LINQ Readability and Maintainability
LINQ is best when it makes intent clear.
Readable:
var overdueInvoices = invoices
.Where(invoice => invoice.Status == InvoiceStatus.Open)
.Where(invoice => invoice.DueDate < today)
.OrderBy(invoice => invoice.DueDate)
.Select(invoice => new OverdueInvoiceDto
{
Id = invoice.Id,
CustomerName = invoice.Customer.Name,
DueDate = invoice.DueDate,
Amount = invoice.Amount
})
.ToList();
Hard to read:
var result = invoices.Where(x => x.Status == InvoiceStatus.Open && x.DueDate < today)
.OrderBy(x => x.DueDate)
.Select(x => new OverdueInvoiceDto { Id = x.Id, CustomerName = x.Customer.Name, DueDate = x.DueDate, Amount = x.Amount })
.ToList();
Best practices:
- Use meaningful lambda parameter names in complex queries.
- Break long queries into steps when it improves clarity.
- Avoid mixing heavy business logic inside LINQ expressions.
- Prefer explicit DTO projection for API responses.
- Keep database queries translatable.
- Use method syntax and query syntax intentionally.
- Add tests for complex query behavior.
Common Mistakes
Common LINQ mistakes include:
Assuming the Query Runs Immediately
var query = users.Where(user => user.IsActive);
This defines a query. It does not necessarily execute it.
Materializing Too Early
var users = await dbContext.Users.ToListAsync();
var active = users.Where(user => user.IsActive);
This loads all rows before filtering.
Using OrderBy Twice Instead of ThenBy
var sorted = users
.OrderBy(user => user.LastName)
.OrderBy(user => user.FirstName);
Use:
var sorted = users
.OrderBy(user => user.LastName)
.ThenBy(user => user.FirstName);
Using Count() > 0
if (orders.Count() > 0)
{
}
Use:
if (orders.Any())
{
}
Ignoring First, Single, and Default Behavior
var user = users.First(user => user.Email == email);
This throws if there is no match. Use FirstOrDefault or SingleOrDefault depending on the business rule.

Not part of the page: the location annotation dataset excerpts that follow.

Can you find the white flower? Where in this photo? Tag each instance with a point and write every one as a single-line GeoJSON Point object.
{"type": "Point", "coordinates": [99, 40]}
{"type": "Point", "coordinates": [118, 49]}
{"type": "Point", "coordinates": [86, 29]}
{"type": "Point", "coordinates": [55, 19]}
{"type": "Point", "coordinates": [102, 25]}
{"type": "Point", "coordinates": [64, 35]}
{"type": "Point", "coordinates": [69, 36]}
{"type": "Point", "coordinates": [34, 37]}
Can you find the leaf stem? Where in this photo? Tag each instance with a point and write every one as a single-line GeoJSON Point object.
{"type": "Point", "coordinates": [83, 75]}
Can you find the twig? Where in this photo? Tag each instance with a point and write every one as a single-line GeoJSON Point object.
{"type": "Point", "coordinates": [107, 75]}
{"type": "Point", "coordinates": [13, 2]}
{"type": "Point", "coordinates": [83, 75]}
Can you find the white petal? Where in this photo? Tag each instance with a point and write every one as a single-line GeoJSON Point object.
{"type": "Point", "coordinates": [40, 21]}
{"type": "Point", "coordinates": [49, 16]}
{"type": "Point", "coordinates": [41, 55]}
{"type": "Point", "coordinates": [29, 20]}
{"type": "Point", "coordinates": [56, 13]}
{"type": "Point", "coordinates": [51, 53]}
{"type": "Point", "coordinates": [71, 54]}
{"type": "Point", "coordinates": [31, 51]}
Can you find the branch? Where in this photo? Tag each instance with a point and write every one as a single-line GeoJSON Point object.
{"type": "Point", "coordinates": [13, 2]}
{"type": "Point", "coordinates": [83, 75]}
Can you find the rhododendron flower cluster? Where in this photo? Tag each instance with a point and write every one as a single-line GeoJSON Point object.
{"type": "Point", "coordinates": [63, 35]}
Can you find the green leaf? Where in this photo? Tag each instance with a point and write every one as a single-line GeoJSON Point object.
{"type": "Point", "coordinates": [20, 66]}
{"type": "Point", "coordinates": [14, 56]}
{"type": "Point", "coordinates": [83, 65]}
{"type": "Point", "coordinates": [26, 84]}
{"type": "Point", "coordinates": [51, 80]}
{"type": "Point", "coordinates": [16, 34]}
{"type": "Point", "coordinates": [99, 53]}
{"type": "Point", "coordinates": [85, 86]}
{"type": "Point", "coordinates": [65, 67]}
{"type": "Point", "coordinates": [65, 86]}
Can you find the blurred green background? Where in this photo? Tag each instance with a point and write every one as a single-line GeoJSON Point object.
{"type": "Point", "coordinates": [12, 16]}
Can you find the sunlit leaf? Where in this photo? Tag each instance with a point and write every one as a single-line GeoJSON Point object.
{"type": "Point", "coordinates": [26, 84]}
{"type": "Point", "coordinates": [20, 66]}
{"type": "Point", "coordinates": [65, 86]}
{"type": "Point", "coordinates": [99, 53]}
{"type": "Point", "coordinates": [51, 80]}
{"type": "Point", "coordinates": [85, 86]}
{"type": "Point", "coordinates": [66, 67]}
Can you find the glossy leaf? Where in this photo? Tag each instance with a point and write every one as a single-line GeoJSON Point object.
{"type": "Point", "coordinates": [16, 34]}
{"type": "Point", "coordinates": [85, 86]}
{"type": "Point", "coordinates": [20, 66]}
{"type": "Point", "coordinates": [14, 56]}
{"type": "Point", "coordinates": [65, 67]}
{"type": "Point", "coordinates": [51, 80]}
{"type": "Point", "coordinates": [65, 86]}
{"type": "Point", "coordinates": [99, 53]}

Accidentally Running Client-Side Logic for Database Queries
var users = dbContext.Users
.AsEnumerable()
.Where(user => ExpensiveCustomCheck(user))
.ToList();
This might load far more data than expected.
Reusing Deferred Queries Without Understanding Re-Execution
var query = dbContext.Users.Where(user => user.IsActive);
var count = await query.CountAsync();
var list = await query.ToListAsync();
This sends two database queries. That may be acceptable, but it should be intentional.